Он лукавил. Он никого не хотел из себя выпускать, а приступы ярости, случавшиеся у него при чтении оппонентов, ничего хорошего не сулили.
— И это так со всяким? — спросил Шелестов, глядя на Дехтерева в упор словно выцветшими глазами.
— Видите ли, — осторожно сказал Шелестов, — один сумасшедший… глупейшая, механическая теория. Два полушария, две души. Я в это не верю, конечно. Но в то, что человек может быть бинарной системой, если угодно, биквадратным уравнением… Все эти пробуждения с чувством счастья, когда ничто к тому не подталкивает, эти странные перемены настроений, вспышки грусти… И особенно занятны все чаще описываемые случаи неожиданно открывающихся способностей — посмотрите, что делалось после семнадцатого года. Я столько раз наблюдал — нельзя, невозможно было предположить в этом человеке его же прежнего. А потом опять словно ничего не было.

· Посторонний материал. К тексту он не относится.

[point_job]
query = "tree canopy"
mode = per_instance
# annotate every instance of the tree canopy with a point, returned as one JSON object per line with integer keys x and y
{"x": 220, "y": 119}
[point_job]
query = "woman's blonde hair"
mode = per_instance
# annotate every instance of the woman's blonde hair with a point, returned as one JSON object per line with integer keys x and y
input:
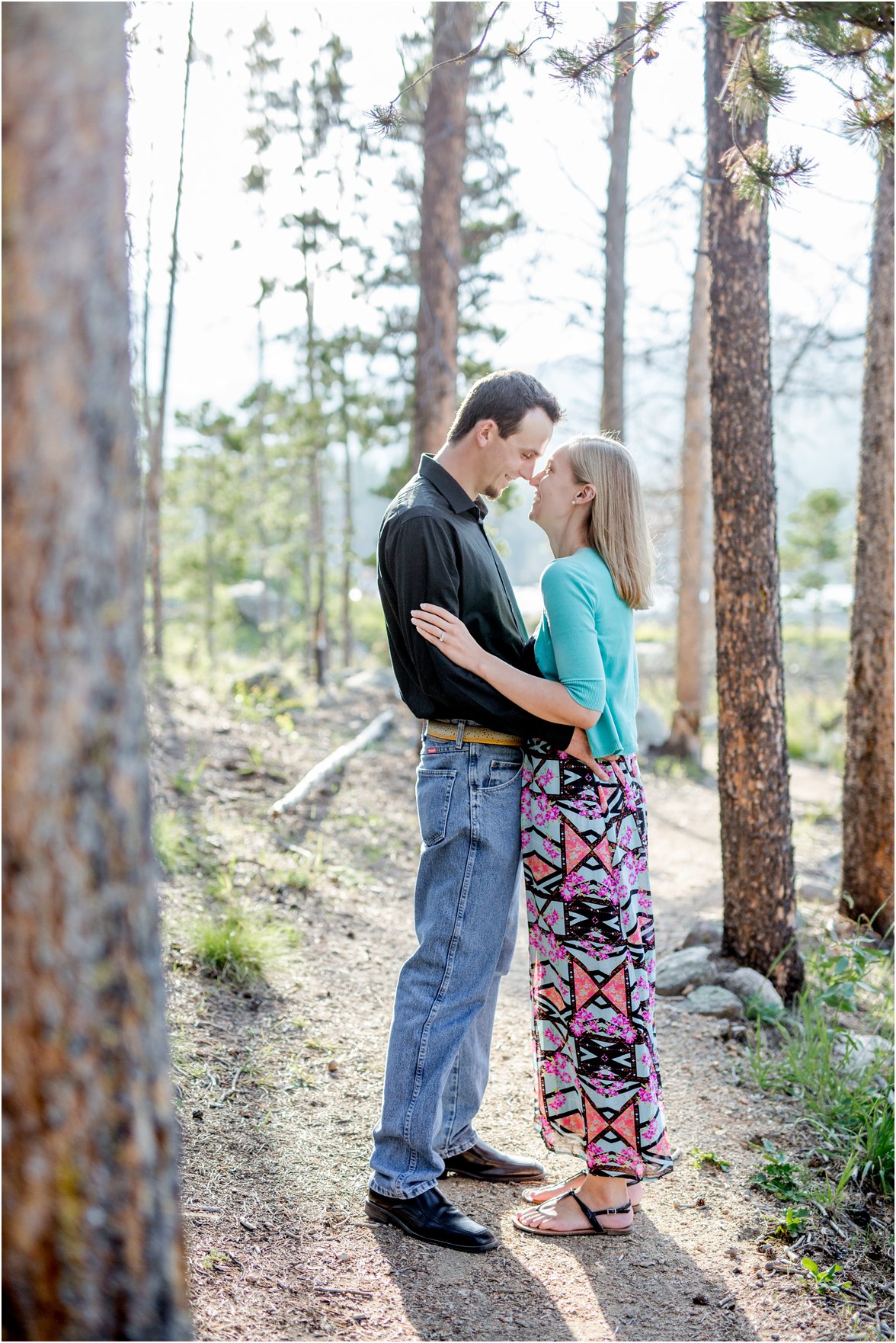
{"x": 618, "y": 524}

— Я видел, — кивнул Шелестов. — Много раз видел. Муразова такая была, бухгалтер был такой…
— Кто? — переспросил Дехтерев.
— Неважно, их уже нет, скорее всего… Ты снимешь с плеч губами кружева… Молодому командиру подвели коня гнедого. Режь, товарищ, ешь, товарищ. Вот с ней бы провести ваш сеанс. Но теперь не проведешь.
— Меня очень интересует, простите, что я так к вам, — заговорил Дехтерев после минуты молчания, которой они словно почтили исчезнувшую Муразову, — но мне надо понять: вы испытываете счастье, ну, хоть радость от этого воссоединения? Ведь это встреча с человеком, который был вам довольно дорог, как бы, знаете, души смотрят с высоты на ими брошенное…

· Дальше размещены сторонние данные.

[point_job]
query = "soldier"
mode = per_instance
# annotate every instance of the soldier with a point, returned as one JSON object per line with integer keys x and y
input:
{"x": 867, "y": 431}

— Счастье? — спросил Шелестов так, что Дехтереву стало стыдно и мерзко. — Да Трубин, может, терпеть не мог Трубина. Он мешал писать, знал и думал слишком много, ни одного свежего слова. Мертвое, пресыщенное поколение. Если бы Трубина не контузило, он не написал бы больше ни слова. Я встретил его, как смертельно надоевшего гостя, который все ломился в дверь, а вы ему открыли. Я не знаю, кого попросить теперь, чтобы меня как следует ударили по голове… Впрочем, не за горами война, и там это счастье может повториться. Вас же я в любом случае благодарю. Вы убрали камень у меня с дороги, я могу теперь плюнуть на Панкрата с его сучкой… есть одно дело, которое я обязан сделать, и слава богу, что вы напомнили. Это болело сильней всего, но теперь придется.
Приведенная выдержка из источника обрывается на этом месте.